How anyone with a shred of compassion could subject any creature to torture or torment, much less eternally, was beyond the grasp of many both morally and existentially.

For a divine, omnipotent being to inflict such pain on any sentient creature is monstrous; such a god might reasonably be placated, but would never be worthy of worship.

Consequently, the God who became fully human in Jesus Christ could never behave in such a fashion.

Even the more sophisticated notion of hell, as a state of the soul entirely separated from God, love, truth and light for all eternity, began to seem morally and existentially problematic.

How could a good God, who sent His only begotten Son to save us, who pursued every lost sheep, allow any of his creatures to be definitively lost?

On a more terrestrial plane, it could sometimes seem that the defenders of hell were (like Dante) too inclined to populate it with their own enemies, while reserving heaven for themselves and their friends.

Pope Francis recently critiqued this danger when he wrote that heaven is for everyone ("tutti, tutti, tutti") and warns against imagining it as a gated community for self-proclaimed upright souls.

Building the kingdom

After Vatican II, however, the chasm between heaven and hell receded from both academic theology and the popular imagination.
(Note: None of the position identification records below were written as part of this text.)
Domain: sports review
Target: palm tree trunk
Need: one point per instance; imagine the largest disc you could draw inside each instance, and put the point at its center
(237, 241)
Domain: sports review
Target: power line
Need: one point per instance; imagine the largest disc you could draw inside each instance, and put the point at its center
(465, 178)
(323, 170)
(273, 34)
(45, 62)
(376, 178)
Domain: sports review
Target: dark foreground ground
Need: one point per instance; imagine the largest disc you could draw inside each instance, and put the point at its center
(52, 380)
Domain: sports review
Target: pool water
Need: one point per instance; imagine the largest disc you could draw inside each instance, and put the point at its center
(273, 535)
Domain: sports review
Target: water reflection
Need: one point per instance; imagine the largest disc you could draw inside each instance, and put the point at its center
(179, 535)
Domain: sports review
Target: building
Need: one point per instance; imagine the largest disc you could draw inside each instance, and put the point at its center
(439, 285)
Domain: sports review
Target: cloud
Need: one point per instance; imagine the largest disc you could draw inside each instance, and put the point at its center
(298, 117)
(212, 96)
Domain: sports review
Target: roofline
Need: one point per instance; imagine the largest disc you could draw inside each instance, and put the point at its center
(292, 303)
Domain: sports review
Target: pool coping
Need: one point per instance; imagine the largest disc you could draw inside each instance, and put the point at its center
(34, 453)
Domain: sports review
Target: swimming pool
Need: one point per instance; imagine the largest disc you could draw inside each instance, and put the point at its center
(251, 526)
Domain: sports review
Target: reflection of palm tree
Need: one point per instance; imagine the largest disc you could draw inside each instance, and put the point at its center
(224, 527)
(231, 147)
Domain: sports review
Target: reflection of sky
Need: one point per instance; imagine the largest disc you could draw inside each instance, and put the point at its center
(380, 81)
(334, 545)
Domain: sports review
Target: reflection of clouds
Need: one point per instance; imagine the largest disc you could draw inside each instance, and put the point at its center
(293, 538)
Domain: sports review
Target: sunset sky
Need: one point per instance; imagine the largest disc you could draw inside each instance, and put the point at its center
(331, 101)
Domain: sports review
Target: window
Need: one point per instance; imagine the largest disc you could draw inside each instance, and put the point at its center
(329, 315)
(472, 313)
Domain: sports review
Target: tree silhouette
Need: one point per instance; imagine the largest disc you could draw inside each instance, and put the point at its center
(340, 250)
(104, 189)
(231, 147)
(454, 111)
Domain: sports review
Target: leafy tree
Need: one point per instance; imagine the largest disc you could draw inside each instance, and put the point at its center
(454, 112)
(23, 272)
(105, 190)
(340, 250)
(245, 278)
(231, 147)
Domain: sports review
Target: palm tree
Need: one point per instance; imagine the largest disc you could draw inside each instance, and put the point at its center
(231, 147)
The post-Vatican II worldview did not so much bridge the chasm as sidestep it, by reframing the issue.

Drawing upon the council's "Dogmatic Constitution on the Church" ("Lumen Gentium") and the "Pastoral Constitution on the Church in the Modern World" ("Gaudium et Spes"), many Catholics envisioned their predominant duty to be helping to build the kingdom of God.

This kingdom of God is already in our midst, inaugurated by the death and resurrection of Jesus Christ, but it is not yet fully complete. With the grace of Christ, who is the cornerstone, our task is to cooperate with other Christians and all people of good will in bringing it to fruition.

The focus on building the kingdom of God displaces the heaven-hell chasm in two ways. Read more

  • M. Cathleen Kaveny is the Darald and Juliet Libby Professor of Law and Theology at Boston College.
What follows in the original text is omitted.